Permanece así mucho tiempo o quizá poco, pero él sintió que fue mucho. Se quita sus lentes y se frota los párpados, como cargado del cansancio de años. Su mano se congela en su sien derecha y mira hacia la ventana. 32 estados. La cabeza le duele, le pide sueño, descanso, quizá porque solo durmió cuatro horas. 32 estados, dijo el conductor. ¿Qué sabe un joven conductor de noticias sobre los estados, sobre El Estado? Por Dios. Se quita las pantuflas y se estira, buscando que su columna no se encoja mucho hoy. Recuerdo que la maestra Ruth nos decía: 31 estados y un Distrito Federal, apréndanselo, muchachos. Le hemos fallado, señora Ruth. Perdónenos, pues no sabemos lo que hacemos.

Se pone a pensar en los millones de libros atajados, justo en la imprenta, aquellos libros dedicados al aprendizaje. No, dice el jefe que siempre no, que México tiene 32 estados. ¿Seguro? Lo acaba de decir Don Casimiro, el de las noticias de la mañana. Ah, pues entonces ya no hay que seguir con la impresión, ¡que se quemen estos libros! Y luego, se imprimarán otros tantos que digan que México está conformado por 32 entidades federativas. La maestra Ruth aventará reglas desde el cielo, reprendiendo así la ignorancia de los miles de millones de niños que digan en el examen: México tiene 32 estados, miss.

Piensa y piensa el señor Adalberto. La capital de los Estados Unidos Mexicanos es un estado, ¿cuándo se ha visto una cosa semejante? La capital de Brasil es San Pablo; la de Argentina, Buenos Aires; la de Alemania, Berlín; la de China, Pekín. Ningún estado, jamás; todas son ciudades enormes. ¿Y la capital de este nuevo estado? ¿Cuál es la ciudad capital de la Ciudad de México? ¿La Colonia Roma? ¿Alguna delegación importante? No, ya no habrá delegaciones, sino alcaldías, pero ya no existen los alcaldes, ¿verdad, maestra Ruth? ¿O sí? Y si ya no había, los traerán de nuevo, han resucitado después de trescientos años. No, no, no. Más años… menos, porque quizá… ¿Menos años?

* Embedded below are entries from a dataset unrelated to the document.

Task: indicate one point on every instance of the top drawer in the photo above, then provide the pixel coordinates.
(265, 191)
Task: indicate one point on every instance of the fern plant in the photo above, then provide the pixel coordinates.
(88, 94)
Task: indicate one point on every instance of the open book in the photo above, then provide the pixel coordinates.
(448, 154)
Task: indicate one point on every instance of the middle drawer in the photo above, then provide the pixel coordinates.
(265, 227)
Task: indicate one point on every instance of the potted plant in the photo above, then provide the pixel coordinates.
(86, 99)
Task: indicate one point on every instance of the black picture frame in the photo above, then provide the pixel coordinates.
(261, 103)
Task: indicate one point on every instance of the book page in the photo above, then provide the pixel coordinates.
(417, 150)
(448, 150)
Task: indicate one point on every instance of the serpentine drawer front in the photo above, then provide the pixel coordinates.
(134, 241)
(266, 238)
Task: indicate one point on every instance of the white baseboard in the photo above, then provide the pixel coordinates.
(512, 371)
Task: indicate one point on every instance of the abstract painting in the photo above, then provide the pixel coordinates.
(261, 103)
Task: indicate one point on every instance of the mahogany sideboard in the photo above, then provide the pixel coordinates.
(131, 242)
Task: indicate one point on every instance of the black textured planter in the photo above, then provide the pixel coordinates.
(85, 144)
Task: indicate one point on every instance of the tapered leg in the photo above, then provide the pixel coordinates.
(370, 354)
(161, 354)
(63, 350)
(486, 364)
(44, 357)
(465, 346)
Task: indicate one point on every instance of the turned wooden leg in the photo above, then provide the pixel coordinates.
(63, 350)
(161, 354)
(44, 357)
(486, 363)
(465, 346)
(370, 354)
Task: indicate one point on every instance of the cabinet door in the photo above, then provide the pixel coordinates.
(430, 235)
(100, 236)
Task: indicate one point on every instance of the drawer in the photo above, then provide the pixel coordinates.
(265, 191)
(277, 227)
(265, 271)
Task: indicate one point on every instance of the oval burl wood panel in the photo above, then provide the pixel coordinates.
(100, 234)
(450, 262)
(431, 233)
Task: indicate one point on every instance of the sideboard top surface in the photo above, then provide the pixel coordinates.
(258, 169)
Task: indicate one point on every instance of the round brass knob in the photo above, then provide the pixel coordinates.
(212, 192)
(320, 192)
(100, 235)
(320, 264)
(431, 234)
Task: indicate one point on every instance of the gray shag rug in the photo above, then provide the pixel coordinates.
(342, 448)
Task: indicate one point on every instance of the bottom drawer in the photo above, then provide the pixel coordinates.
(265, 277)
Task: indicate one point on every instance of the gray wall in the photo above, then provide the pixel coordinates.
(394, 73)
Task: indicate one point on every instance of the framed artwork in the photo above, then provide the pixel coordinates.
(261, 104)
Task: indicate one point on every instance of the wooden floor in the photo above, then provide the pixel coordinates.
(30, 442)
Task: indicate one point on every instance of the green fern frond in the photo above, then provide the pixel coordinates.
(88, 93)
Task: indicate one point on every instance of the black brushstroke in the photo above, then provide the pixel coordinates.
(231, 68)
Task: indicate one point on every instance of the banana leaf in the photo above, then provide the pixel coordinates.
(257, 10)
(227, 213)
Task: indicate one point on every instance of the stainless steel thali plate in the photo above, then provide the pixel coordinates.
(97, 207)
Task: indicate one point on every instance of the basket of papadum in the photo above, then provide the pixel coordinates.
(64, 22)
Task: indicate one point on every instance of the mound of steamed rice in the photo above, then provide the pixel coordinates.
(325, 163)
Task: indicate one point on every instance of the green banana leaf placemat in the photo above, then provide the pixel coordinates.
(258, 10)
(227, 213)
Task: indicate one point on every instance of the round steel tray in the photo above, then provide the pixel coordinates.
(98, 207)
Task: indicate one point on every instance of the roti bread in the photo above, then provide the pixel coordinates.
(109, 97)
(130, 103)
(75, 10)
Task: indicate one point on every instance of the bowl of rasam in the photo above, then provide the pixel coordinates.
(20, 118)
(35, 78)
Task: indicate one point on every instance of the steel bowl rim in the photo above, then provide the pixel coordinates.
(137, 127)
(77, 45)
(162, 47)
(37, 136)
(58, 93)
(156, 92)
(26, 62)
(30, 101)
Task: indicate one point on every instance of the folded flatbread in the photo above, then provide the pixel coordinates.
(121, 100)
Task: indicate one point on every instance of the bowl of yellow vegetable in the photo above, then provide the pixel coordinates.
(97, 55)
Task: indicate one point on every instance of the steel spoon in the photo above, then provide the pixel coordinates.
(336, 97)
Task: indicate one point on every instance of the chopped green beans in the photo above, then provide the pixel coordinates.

Adalberto empieza a mecerse de un lado hacia otro, adelante y atrás, poco a poco. No sé, no sé. ¿Y su nombre? Ya no puede llamarse “Ciudad de México” porque ya no es una ciudad, sino un Estado. Que se llame Estado de México; no, pero entonces tendrían que cambiarle el nombre al actual Estado de México. Dios mío, tal vez quieran hacer de éste un país, independiente, como Cataluña, aunque aquí el Estado de México es el estado más importante, donde tienen que fungir como gobernadores los próximos presidentes. ¿Y si conserva el nombre “Distrito Federal”? Qué tonto, no, ya no hay distrito alguno, sino 32 estados.

Ahora tiembla también y sus movimientos son más pronunciados, más salvajes. Grita: 32 estados, maestra Ruth. ¡Usted estaba equivocada! ¡Usted nos condenó a los 45 millones de estudiantes que educó en su carrera! ¡Nos mintió, nos condenó! ¡Hija de puta! Se ríe al decir esto último. ¡Desgraciada perra! ¡Púdrase en el averno! ¡32 estados! Treintaidós… treinta y dos… tres dos, tres dos, tres dos, t-t-t-t r-r-r-r e-e-e-e s-s-s-s-s t, t, t…



Dicen los estudios forenses que el señor Adalberto sufrió algo muy similar a un infarto cerebral, aunque nada pueden asegurar y tratan de explicar que la mente es algo con lo que no se puede estar cien por ciento seguro. Dicen quienes estuvieron en la sala del señor Adalberto que había una regla gastada de madera muy cerca de él, jamás vista por doña Irma siquiera, pero no había señales de sangre, ni siquiera la más mínima contusión.